At one interview he asked me, “How do you know the flavor of the pineapple that you eat at lunch?” Assuming this was a Zen-like question with a counter-intuitive answer, I paused, hoping that wisdom and insight would come to my aid.
Sensing my hesitation, he didn’t waste another moment waiting for me and launched into a teaching of lucid simplicity:
“First, your fork must be aimed at the pineapple in its bowl. Then the energy of your hand must guide the fork into the chunk of pineapple. Then, the same process repeats of ‘aiming’ the morsel of pineapple at your mouth, and ‘guiding’ the pineapple in. Similarly, you must aim your awareness at the experience of pineapple in your mouth, and awareness must be sustained on the pineapple while chewing in order for the true flavor of ‘pineapple’ to be known.”
U Pandita continued, “Apply these factors of mind to all objects that arise in your meditation. Aim the mind at the object and rub the mind into the object.”
Only after this retreat did I realize that U Pandita was offering me a very clear explanation of two important factors of mind: vitakka and vicara. Vitakka is translated as ‘directed thought’ and refers to the ability of consciousness to take aim at a particular thing. Vicara is translated as ‘evaluative thought’ and refers to the ability of consciousness to sustain a connection with a particular object.
Giving attention to these twin factors can sharpen one’s attention and deepen one’s connection with the ultimate truth or flavor of each and every object.

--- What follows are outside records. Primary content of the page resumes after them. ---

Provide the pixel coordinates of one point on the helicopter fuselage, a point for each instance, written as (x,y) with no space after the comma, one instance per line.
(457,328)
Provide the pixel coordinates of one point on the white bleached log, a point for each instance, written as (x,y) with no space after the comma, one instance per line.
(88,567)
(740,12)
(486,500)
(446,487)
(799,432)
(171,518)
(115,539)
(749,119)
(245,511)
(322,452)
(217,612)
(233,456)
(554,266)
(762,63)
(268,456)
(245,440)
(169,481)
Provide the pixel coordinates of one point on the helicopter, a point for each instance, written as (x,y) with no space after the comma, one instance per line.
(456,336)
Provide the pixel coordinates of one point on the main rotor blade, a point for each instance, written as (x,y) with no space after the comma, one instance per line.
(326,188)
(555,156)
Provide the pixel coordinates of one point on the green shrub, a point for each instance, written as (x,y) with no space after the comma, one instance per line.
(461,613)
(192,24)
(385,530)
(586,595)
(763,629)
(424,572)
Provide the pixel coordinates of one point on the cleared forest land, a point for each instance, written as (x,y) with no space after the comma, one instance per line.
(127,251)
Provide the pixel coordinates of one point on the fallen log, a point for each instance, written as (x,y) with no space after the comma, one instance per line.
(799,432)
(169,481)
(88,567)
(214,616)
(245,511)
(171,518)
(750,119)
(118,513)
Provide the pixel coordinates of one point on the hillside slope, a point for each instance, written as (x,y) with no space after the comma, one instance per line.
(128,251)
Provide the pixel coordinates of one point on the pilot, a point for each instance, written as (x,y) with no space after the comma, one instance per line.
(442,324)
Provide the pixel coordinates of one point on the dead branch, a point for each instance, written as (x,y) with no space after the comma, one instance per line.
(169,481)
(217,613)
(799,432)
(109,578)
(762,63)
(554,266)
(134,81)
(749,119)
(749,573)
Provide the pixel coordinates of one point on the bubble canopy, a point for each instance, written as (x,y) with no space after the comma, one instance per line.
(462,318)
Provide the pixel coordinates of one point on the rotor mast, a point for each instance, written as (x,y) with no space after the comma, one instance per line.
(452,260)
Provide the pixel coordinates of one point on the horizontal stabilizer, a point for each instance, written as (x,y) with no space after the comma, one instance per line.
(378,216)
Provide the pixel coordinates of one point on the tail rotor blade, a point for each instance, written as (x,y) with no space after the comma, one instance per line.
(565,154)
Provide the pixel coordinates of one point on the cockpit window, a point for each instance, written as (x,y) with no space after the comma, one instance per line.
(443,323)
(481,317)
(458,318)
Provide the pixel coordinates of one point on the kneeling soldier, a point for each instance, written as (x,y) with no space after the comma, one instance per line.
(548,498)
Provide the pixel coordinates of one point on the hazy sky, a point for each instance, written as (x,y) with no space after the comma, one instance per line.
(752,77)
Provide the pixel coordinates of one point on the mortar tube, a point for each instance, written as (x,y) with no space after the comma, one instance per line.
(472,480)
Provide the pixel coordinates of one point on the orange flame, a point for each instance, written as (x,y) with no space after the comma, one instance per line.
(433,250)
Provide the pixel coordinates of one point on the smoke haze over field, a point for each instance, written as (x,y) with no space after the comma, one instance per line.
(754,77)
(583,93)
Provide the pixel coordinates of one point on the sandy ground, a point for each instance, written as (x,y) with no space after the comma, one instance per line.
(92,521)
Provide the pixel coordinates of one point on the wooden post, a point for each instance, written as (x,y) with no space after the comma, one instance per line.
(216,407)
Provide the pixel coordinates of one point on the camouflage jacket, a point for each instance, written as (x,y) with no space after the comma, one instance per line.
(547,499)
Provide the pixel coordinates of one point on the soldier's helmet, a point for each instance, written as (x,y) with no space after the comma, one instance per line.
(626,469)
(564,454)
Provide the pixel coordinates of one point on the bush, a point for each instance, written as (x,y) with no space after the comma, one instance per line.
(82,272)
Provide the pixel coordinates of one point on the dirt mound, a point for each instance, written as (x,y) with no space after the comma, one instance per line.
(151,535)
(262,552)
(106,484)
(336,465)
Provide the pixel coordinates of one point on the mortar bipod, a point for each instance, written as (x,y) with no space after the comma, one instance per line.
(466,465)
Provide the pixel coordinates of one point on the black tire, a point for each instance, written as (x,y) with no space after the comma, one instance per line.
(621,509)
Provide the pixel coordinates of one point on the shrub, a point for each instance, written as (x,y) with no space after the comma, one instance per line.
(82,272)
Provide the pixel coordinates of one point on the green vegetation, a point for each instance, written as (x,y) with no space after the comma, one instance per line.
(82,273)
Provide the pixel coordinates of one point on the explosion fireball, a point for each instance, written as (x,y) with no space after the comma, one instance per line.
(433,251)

As a point of practice, you might simply work with the breath. One half-breath at a time, aim the mind at the very beginning of the in-breath or out-breath, and then sustain the attention throughout the life cyle of that particular half breath. When that half-breath is finished, simply begin again, and again, and again. Once you get the feel for it, transpose this orientation of aiming and sustaining to all other objects. This very use of thought in this way will quickly quiet most discursive chatter.
It’s a simple but proven tactic for strengthening one’s samadhi and mindfulness. Have fun working with it this week in your meditation!